Soccer - Mia Hamm





Born Mariel Margaret Hamm on March 17, 1972, in Selma, Alabama, Mia Hamm is largely considered the best female soccer player in history. She competed with the U.S. women's national soccer team for 17 years. Her team won the Women's World Cup in 1991 and 1999, and earned Olympic gold medals in 1996 and 2004.

The daughter of an Air Force pilot, Mia Hamm spent her childhood on United States Air Force bases. It was while the family lived in Florence, Italy that Hamm was first introduced to soccer. At the age of 15, she was the youngest soccer player to play for the U.S. national team. Hamm attended the University of North Carolina at Chapel Hill, where she helped take the team to four consecutive NCAA women's championships.

In 1991, at the age of 19, Hamm was the youngest team member in history to win the World Cup. Five years later, Hamm and her teammates, including Michelle Akers, Brandi Chastain and Kristine Lilly, secured the gold medal at the 1996 Summer Olympics in Atlanta, Georgia. (They would return to win gold again in 2004.) In 1999, Hamm set a new record for most international goals scored when she made her 108th goal for the U.S. team, succeeding Italian player Elisabetta Vignotto. Hamm held that title until June 2013, when her record was broken by fellow American player Abby Wambach.

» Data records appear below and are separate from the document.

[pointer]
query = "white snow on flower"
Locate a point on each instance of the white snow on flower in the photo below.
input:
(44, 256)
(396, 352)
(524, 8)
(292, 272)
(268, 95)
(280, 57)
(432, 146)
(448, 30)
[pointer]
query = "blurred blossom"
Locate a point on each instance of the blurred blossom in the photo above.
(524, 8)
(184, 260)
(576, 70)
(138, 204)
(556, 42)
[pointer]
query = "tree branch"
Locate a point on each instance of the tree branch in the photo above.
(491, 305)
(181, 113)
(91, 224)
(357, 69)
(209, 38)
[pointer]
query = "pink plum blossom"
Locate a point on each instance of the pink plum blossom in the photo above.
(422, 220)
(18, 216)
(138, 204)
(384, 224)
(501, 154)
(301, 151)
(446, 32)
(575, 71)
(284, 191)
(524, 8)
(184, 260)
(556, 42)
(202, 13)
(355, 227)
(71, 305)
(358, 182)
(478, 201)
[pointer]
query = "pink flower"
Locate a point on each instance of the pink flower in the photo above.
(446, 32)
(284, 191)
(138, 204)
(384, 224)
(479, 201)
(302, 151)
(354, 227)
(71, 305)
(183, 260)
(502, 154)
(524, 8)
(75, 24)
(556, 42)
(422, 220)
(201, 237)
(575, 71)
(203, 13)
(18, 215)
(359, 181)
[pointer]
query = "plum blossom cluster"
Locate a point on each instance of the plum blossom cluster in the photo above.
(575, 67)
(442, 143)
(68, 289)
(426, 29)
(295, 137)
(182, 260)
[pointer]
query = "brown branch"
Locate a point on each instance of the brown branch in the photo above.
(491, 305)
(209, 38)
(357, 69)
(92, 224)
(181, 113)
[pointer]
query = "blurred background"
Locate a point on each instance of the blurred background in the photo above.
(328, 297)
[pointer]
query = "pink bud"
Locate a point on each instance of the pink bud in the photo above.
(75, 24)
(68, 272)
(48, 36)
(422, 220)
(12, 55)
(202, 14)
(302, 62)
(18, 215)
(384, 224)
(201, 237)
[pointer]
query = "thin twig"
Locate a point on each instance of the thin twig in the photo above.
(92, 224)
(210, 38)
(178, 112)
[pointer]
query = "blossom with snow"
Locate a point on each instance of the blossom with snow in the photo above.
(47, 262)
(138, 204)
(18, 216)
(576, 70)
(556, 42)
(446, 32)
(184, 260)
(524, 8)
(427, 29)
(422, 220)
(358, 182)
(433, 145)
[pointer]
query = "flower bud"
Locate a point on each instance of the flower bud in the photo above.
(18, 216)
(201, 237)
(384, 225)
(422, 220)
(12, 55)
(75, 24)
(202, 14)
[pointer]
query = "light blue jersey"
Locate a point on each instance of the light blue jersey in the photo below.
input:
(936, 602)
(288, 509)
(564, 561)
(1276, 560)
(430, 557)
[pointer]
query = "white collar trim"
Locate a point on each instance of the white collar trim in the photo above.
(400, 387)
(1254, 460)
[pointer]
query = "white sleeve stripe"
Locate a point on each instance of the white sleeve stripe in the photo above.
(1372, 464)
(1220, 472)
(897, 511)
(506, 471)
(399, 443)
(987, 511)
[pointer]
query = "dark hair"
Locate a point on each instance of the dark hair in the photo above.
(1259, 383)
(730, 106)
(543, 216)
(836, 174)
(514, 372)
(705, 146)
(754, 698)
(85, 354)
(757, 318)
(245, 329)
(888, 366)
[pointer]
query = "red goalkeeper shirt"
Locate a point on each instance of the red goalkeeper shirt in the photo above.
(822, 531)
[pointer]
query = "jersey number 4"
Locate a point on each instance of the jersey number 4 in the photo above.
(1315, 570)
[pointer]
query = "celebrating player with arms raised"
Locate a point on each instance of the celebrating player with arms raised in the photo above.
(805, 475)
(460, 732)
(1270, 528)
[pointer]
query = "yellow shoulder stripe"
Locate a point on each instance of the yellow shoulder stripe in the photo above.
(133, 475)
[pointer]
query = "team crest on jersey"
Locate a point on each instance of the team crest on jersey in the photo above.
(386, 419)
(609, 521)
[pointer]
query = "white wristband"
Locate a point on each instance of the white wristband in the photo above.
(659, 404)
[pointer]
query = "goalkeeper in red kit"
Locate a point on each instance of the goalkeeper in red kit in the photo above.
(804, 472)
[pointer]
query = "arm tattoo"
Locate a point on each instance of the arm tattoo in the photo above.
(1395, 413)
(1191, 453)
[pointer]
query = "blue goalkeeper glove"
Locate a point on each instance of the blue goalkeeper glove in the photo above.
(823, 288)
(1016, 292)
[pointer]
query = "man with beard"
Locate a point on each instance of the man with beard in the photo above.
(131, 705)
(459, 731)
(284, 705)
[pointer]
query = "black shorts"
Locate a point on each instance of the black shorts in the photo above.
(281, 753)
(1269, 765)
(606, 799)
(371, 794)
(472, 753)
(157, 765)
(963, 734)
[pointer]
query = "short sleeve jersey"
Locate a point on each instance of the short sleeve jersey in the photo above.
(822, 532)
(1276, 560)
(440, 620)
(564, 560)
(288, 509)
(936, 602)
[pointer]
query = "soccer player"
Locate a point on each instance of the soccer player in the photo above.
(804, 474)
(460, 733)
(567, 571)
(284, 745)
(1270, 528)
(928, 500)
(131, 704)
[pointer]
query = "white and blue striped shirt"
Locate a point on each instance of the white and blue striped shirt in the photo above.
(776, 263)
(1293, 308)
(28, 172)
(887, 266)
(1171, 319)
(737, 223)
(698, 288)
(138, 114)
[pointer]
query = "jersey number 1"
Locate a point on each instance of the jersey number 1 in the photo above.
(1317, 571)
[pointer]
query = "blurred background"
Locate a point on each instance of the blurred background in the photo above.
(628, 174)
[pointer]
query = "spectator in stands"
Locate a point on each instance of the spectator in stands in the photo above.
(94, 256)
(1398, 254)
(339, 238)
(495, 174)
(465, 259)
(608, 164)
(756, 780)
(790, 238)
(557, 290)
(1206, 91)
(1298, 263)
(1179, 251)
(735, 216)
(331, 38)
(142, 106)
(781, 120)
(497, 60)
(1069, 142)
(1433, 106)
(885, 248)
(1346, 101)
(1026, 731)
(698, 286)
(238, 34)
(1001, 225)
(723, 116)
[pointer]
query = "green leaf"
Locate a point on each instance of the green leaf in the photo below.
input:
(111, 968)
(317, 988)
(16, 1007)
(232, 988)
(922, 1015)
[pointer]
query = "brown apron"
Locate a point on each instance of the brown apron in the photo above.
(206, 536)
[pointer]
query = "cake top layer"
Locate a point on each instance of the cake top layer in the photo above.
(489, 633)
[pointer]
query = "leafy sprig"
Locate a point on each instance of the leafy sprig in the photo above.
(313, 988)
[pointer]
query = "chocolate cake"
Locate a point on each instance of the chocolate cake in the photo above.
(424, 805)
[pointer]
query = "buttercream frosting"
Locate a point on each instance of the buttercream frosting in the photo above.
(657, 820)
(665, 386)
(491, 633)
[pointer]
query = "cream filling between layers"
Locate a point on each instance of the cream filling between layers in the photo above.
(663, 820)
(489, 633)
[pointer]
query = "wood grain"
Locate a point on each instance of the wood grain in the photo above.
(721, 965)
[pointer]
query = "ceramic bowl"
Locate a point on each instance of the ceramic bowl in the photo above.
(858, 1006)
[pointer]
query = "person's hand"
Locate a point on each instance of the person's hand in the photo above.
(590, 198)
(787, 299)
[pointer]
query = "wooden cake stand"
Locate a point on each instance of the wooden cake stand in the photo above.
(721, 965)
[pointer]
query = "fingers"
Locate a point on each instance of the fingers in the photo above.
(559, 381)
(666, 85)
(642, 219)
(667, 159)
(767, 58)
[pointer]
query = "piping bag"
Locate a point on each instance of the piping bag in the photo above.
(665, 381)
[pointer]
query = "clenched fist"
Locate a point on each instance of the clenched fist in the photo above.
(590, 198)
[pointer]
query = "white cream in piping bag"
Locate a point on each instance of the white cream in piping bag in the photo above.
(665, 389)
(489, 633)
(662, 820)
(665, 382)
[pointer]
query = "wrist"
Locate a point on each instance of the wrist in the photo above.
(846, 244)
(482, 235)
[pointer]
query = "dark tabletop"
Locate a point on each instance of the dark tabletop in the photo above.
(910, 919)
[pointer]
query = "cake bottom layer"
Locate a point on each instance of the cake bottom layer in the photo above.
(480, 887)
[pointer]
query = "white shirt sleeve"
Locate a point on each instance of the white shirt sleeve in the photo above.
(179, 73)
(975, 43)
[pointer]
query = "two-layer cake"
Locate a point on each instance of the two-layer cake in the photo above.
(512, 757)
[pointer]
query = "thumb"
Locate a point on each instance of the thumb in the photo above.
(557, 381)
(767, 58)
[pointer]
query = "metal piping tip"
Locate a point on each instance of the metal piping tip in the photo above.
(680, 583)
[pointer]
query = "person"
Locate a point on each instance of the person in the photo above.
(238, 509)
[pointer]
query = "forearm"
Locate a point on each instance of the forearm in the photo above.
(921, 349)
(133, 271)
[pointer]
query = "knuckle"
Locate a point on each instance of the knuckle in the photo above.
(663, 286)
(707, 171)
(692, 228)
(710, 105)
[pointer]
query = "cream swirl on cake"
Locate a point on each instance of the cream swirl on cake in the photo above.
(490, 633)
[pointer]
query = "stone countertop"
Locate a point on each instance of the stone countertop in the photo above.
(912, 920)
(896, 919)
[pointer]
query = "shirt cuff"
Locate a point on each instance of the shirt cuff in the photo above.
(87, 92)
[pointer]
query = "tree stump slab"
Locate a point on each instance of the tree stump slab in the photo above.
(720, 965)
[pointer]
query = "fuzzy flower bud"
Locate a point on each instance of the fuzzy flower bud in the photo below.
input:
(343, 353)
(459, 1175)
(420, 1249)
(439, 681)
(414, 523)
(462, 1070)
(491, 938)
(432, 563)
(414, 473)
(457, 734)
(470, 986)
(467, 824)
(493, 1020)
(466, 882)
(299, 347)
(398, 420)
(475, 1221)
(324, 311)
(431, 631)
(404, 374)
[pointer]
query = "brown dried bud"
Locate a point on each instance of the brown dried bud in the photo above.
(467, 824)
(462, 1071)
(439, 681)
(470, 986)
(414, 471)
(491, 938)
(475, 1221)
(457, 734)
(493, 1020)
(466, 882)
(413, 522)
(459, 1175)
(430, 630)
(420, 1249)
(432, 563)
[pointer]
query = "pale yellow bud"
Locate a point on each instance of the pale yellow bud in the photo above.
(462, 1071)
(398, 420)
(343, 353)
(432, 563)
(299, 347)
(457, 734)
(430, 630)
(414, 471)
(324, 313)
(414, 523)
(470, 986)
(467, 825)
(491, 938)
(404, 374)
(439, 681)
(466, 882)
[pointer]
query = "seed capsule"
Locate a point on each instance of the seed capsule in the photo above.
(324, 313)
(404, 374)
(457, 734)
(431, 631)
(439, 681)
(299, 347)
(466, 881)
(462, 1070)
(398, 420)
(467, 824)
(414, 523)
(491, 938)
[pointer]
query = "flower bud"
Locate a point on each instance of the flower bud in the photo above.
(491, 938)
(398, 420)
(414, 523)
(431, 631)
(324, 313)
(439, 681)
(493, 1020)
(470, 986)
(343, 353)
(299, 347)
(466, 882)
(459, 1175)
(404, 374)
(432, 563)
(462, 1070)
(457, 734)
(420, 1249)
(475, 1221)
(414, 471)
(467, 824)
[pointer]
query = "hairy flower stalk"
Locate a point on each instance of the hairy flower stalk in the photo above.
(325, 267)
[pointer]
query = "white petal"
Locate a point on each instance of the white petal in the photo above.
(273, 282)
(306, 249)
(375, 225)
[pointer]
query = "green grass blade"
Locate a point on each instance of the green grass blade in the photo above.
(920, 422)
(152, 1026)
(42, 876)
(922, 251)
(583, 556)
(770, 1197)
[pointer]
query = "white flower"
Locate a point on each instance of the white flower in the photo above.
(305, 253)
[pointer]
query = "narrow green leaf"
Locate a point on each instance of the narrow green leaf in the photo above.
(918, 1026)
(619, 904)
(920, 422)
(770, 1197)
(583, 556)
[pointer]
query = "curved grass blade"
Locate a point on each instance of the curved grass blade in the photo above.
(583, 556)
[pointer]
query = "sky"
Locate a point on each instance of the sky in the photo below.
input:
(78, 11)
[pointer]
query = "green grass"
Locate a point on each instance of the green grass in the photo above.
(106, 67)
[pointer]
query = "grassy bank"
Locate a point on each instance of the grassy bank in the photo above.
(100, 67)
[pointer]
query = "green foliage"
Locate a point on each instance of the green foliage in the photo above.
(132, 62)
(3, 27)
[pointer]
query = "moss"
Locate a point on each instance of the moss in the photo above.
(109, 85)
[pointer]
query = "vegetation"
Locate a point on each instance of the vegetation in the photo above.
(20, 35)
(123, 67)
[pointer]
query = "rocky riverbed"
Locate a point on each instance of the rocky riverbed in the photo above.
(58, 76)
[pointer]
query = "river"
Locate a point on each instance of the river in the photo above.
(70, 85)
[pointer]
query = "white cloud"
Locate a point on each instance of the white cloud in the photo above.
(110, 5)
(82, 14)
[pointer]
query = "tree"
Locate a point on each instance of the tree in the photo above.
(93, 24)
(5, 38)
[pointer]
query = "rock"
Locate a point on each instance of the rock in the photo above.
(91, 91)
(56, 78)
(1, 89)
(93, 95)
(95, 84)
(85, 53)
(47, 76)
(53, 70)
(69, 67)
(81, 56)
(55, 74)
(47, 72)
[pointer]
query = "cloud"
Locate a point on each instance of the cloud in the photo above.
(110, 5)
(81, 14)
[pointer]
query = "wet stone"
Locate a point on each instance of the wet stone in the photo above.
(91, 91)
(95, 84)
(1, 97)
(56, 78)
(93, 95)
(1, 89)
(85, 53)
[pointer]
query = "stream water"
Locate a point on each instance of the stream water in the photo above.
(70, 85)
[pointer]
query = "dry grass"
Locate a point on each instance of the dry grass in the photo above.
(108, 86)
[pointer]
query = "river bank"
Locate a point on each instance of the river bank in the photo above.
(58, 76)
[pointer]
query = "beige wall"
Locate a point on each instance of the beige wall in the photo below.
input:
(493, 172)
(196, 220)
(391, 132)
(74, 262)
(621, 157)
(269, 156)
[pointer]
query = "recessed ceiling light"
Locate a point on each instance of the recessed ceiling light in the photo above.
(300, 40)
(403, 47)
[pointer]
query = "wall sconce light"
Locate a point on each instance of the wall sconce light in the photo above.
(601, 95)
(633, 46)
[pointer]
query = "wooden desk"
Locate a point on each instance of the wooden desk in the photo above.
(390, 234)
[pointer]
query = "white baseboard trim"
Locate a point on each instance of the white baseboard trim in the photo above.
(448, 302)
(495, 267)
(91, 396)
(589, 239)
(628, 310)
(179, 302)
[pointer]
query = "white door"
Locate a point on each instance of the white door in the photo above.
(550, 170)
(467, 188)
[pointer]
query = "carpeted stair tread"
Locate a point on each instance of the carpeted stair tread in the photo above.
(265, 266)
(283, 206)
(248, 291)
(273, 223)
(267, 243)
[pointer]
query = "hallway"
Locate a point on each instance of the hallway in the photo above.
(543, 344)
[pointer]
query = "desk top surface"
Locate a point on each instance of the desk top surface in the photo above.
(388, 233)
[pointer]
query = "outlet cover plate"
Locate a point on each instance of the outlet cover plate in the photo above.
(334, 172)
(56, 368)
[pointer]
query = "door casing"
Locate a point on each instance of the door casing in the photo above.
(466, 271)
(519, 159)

Hamm's other accolades include being elected Soccer USA's "Female Athlete of the Year" five years in a row (1994-98), being named MVP of the Women's Cup (1995) and winning three ESPY Awards, including in the "Soccer Player of the Year" and "Female Athlete of the Year" categories. In 2004, she and teammate Michelle Akers were named on FIFA's list of the "125 Greatest Living Soccer Players"—becoming the only women and only Americans to be named to the list at that time. She retired after competing in the Olympics in 2004.

In 1999, Hamm founded the Mia Hamm Foundation, which is dedicated to bone marrow research, after her brother, Garrett, died of complications from a rare blood disease called aplastic anemia shortly after the 1996 Olympics.

Today, Mia resides in Southern California, where, along with her husband Nomar Garciaparra, she raises her twin daughters Ava and Grace and her son Garrett.